I always feel like I’m irritating or grotesque when I try to approach men. So I’ve successfully ignored and avoided most men I find attractive, despite the burning desire not to. Lost opportunity always felt easier than rejection.
But last Friday I was riding a wave of confidence after a good day at work. Asking for the time happened to be a great conversation starter (how often does that happen?). Let’s call the lovely man on the train Rob. I saw Rob on the journey into London this morning. I haven’t told him about Xavier. But there’s nothing to suggest that our relationship is anything but platonic.

But there’s something in the way he speaks, the way he looks, the way he smiles when he remembers something. He makes time stop. 

Shit.

– Saffron

18:54

Remember that lovely looking man I see on my commute everyday? Same station, same carriage, same time?

I spotted him on my way home, waiting at the station. Picture this…

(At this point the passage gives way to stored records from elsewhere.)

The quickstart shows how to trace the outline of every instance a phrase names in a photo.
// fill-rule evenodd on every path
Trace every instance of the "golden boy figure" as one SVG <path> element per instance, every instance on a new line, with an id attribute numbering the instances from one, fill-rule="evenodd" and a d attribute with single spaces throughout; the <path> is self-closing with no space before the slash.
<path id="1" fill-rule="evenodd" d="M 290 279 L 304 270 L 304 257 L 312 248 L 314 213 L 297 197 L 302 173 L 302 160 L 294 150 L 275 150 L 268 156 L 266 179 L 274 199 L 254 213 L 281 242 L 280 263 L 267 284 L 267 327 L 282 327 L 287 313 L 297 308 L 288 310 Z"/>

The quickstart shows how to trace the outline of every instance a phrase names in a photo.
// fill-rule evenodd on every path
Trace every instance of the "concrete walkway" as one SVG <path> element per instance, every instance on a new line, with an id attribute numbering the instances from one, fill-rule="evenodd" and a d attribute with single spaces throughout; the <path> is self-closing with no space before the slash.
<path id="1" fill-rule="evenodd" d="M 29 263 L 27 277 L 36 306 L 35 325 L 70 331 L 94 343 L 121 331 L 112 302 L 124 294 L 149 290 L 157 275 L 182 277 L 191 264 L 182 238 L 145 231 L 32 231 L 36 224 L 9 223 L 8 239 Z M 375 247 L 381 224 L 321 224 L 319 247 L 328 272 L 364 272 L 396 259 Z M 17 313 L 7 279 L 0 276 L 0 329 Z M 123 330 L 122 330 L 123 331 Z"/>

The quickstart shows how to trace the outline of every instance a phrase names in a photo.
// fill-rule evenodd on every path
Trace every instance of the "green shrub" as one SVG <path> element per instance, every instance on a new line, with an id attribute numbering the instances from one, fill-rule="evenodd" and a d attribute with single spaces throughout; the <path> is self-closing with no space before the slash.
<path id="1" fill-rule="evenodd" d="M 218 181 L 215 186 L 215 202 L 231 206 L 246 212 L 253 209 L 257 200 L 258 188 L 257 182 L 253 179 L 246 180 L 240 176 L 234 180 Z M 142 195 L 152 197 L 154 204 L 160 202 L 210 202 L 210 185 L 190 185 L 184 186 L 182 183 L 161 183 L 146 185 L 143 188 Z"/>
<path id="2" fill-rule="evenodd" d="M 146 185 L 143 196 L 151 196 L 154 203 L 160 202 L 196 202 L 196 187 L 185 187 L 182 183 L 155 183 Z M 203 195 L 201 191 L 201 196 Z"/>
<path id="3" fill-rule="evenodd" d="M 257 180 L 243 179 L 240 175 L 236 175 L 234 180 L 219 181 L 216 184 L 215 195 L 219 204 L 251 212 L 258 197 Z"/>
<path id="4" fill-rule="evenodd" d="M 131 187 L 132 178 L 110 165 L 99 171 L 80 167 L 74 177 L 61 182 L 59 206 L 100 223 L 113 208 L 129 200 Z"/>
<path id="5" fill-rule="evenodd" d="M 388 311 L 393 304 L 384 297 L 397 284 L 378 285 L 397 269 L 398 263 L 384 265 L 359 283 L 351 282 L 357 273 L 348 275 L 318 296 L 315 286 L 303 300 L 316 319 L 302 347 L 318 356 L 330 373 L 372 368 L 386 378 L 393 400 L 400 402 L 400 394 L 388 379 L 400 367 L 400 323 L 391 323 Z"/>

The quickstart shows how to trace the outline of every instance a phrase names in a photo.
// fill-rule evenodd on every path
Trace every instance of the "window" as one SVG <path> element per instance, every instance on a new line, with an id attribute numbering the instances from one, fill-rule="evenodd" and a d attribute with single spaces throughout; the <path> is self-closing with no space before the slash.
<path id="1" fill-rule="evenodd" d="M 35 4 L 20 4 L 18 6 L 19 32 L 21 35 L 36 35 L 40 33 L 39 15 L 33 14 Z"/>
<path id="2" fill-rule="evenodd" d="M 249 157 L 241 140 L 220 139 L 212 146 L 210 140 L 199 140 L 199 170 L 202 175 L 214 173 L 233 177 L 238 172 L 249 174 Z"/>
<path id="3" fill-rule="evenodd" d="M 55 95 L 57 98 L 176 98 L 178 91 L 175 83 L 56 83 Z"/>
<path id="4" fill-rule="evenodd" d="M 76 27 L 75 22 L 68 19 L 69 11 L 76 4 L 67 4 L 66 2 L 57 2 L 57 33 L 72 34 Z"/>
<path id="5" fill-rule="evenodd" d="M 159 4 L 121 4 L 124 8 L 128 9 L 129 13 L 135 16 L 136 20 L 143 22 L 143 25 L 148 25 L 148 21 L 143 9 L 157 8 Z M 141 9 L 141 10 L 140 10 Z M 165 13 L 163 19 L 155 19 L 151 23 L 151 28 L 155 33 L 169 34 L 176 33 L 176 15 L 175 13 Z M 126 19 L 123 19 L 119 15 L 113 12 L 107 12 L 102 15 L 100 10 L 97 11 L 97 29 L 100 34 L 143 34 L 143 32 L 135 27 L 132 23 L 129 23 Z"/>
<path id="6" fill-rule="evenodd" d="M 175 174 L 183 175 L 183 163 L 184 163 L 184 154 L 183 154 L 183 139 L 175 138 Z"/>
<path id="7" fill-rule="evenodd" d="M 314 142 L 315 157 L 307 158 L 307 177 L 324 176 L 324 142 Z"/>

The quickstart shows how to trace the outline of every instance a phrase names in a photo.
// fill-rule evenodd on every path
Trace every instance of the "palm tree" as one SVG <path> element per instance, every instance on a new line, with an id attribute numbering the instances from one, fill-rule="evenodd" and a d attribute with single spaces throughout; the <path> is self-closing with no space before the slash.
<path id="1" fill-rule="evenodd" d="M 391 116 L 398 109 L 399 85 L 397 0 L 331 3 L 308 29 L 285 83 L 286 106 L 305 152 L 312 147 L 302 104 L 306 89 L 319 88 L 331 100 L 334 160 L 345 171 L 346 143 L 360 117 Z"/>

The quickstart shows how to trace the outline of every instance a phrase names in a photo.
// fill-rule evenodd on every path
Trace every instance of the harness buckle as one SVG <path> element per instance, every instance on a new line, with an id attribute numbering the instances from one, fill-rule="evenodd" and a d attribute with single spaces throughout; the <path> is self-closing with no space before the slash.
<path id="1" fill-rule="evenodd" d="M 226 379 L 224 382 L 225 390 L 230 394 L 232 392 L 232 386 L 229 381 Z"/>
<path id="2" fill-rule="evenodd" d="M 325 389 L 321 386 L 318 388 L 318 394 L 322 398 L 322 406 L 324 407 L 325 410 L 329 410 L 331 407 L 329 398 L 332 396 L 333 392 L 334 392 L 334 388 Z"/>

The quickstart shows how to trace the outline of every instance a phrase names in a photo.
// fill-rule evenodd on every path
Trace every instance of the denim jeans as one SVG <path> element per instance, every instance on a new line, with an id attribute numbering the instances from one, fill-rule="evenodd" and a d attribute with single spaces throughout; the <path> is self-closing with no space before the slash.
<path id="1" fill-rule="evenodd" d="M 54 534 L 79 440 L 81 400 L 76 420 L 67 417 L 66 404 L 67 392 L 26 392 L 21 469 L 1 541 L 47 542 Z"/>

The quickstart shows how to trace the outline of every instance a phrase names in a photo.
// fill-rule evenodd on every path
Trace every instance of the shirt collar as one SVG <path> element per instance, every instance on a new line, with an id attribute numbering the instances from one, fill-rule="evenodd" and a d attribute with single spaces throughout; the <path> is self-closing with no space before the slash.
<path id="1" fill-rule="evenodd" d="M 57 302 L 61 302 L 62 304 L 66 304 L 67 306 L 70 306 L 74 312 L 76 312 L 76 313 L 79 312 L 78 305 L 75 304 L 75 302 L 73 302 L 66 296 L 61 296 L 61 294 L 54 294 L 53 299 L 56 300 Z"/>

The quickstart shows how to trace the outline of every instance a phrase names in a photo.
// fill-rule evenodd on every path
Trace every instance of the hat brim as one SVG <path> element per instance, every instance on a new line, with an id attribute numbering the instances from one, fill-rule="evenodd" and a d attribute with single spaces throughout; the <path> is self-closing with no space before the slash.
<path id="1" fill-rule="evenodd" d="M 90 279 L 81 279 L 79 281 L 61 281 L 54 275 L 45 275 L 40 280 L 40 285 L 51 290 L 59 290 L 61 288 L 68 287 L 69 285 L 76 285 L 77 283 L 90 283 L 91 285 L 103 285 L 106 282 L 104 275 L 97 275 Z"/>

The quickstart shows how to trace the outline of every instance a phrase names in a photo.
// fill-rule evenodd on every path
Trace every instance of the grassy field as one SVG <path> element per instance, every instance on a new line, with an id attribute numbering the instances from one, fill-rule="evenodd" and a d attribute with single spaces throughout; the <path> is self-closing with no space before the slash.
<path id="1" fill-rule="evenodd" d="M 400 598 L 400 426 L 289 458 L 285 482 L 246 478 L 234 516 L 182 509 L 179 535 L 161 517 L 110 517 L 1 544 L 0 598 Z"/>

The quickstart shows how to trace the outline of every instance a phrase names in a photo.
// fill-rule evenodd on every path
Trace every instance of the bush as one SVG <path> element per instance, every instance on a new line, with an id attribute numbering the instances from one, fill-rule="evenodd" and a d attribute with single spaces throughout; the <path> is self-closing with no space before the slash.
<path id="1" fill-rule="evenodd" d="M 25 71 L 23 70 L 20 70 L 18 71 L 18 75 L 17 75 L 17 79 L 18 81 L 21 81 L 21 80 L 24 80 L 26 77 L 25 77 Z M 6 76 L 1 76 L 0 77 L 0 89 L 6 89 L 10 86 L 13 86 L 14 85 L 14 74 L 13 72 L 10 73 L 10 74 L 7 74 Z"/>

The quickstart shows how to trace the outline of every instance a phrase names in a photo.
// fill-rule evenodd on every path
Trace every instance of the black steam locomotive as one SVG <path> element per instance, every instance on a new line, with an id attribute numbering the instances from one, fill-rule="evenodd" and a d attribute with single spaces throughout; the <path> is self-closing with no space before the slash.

The train is delayed, and the snow storm is getting heavier. Im freezing. But it’s Friday, and I’m glad to be going home, I’ve been looking forward to the weekend since Monday. He looks impatient, but I catch him notice me as he always does. His face relaxes. He looks gorgeous today.
The journey is long and boring. The train is too bright inside and the hills that roll past outside are blanketed in darkness. I wish I could see the city morph into countryside. Watch the cement and brick crumble and melt into rivers and fields. I sit opposite him, but I’m too shy to look up. Instead, I steal glances when he’s looking away. My book is dull, and I’m distracted anyway. I cross and uncross my legs. 

The train gradually clears, eventually leaving only a few people in the carriage. Our gazes lock for a split second, before I blink and glance away. But something in me stirs. I have a boyfriend, and his family adore me, my family adores him, we’re stable and serious. But this man on this train is far more interesting and far more exciting than Xavier. 

He’s strong, he’s good looking, he reads, and he commutes. From 0-90, I switch my phone off, look up and ask him, What’s the time? I know the time, I’ve just checked it on my phone. It’s 1854.

He looks up, startled, and instinctively looks at his watch. Almost seven o’clock he says. I smile and say thank you, what else can I possible say now? He’s answered my question, so that’s it. He hesitates, Doesn’t your phone have the time? I look up, and smile at him, Yes it does.

– Saffron

Somewhere between the sunlight and the chasing river I lose my soul

Sometimes I feel smug that I have such a stunning journey into the city.

Getting the train at 7am has its perks. In the winter, the fields are glittered with frost. As the sun rises, the orange leaves on the turning trees glow, casting shadows on the soft hills. The river chases along the train tracks, cutting through hedges and fences. Steam gently rises, as the cold air hits the water.

I get lost in all of this. Somewhere between the sunlight and the chasing river I lose my soul. It breathes the bitter air and dives off that train.